I later learned that it had been available on vinyl for a short period and that version went on to become a pricey collector’s jam. Fast forward to the aftermath of Mr. Petty’s tragic recent death (RIP), Warner Music has issued Wildflowers & All The Rest, a three LP edition of the classic album plus a full LP’s worth of tunes recorded in the same sessions but not released due to time constraints in order to keep it to a single CD at the time. Originally Petty wanted the album to be a multi-disc set, with 25 songs; those songs are now all reunited quite gloriously under one roof.
All in all I am very pleased with this edition released in a lovely tri-fold cardboard sleeve with gorgeous graphics and photos. It is all very deluxe and the albums are of a very high quality, dark black vinyl, well centered and happily quiet.
About the only nit I have to pick is that they don’t reproduce the charming vintage mid-1960s gold label Warner Brothers Records label exactly as they did on the CD — it is close but I guess that since Warner Records seems to have spun off from parent company Warner Brothers they probably can’t legally use that logo anymore (unless they license it or some such hokum). Admittedly this is a tiny detail, but it is something record collectors notice.
Of course the songs are the stars here and as a vinyl album listen, Wildflowers & All The Rest doesn’t disappoint.
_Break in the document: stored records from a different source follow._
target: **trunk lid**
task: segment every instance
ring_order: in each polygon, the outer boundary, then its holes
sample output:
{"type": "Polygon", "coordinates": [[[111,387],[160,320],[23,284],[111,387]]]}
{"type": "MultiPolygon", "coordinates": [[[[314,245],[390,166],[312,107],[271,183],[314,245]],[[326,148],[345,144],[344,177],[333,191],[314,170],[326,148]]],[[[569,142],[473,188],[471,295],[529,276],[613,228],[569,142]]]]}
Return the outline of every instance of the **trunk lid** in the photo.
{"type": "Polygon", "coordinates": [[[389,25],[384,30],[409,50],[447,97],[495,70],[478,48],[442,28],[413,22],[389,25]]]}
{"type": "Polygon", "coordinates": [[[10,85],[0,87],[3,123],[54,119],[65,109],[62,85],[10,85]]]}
In fact, as I have found with two-disc vinyl reissues of some favorite once-single-albums — such as XTC’s Skylarking — I really like the multi-disc treatment of the music. It gives you a chance to absorb what you’ve heard, taking a pause to flip the album and start with fresh ears.
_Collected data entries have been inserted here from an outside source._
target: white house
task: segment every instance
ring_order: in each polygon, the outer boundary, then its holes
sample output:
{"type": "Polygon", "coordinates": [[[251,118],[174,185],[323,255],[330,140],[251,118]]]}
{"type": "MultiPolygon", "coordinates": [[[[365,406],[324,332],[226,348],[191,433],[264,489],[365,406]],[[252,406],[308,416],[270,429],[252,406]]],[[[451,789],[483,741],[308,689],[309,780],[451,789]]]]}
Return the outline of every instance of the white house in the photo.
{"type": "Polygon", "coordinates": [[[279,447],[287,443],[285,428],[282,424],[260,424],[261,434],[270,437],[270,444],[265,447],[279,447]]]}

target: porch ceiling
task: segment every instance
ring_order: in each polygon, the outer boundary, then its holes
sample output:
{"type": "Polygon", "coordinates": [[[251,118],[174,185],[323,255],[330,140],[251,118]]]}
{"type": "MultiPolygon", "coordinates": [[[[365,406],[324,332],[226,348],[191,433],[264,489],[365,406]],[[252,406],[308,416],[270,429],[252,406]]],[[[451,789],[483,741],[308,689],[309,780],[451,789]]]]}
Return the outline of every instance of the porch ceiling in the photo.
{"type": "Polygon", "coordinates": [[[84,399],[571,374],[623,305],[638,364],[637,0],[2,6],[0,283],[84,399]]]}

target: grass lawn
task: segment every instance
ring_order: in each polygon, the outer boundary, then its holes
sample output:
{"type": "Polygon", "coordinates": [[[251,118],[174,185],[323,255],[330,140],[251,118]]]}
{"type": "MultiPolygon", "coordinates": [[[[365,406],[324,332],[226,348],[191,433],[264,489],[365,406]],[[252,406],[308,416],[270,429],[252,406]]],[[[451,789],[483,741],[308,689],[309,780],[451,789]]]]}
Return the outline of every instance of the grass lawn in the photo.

Indeed, a song like “It’s Good To Be King” is a perfect Side Two opener (as opposed to being Track 5 on the CD, coming abruptly after the raw rock of “You Wreck Me.” In this new three-disc form, it is like listening to six extended play mini albums.
Of the new songs, “Something Could Happen” jump out as not only fully formed but certainly worthy of feature status on the album. The “All The Rest” portion of Wildflowers features several tunes which appeared in a different form on the She’s The One film soundtrack. “California” is a jangly sweet acoustic sunshine strummer and “Climb That Hill” is quite epic with a very cool stuttering drum pattern that elevates the fast-picked, multi-layered 12-string guitar so it sounds more like a chiming violin section in an orchestra — this is a beautiful production and it sounds terrific on vinyl!
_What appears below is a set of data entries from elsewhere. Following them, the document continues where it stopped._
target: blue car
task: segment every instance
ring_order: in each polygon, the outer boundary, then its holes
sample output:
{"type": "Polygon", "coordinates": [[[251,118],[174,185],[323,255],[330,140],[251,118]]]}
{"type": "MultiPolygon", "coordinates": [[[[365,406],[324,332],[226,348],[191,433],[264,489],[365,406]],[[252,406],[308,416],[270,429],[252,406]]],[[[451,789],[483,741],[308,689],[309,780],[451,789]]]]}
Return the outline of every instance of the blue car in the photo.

“Hung Up and Overdose” closes the album with a sweet Brian Wilson-esque homage that includes Ringo Starr on drums and Beach Boy Carl Wilson on backing vocals!
There are several incarnations of this new edition of Wildflowers. At a recent visit to a favorite music store I got a peek at one of the seven LP super deluxe edition. Called simply Wildflowers & All The Rest Deluxe Edition, it looks like a beautiful high quality package. There is a four CD version of the collection as well.
Whatever way you get it, this reissue of Wildflowers & All The Rest is a long overdue treat and one of the best reissues of the year.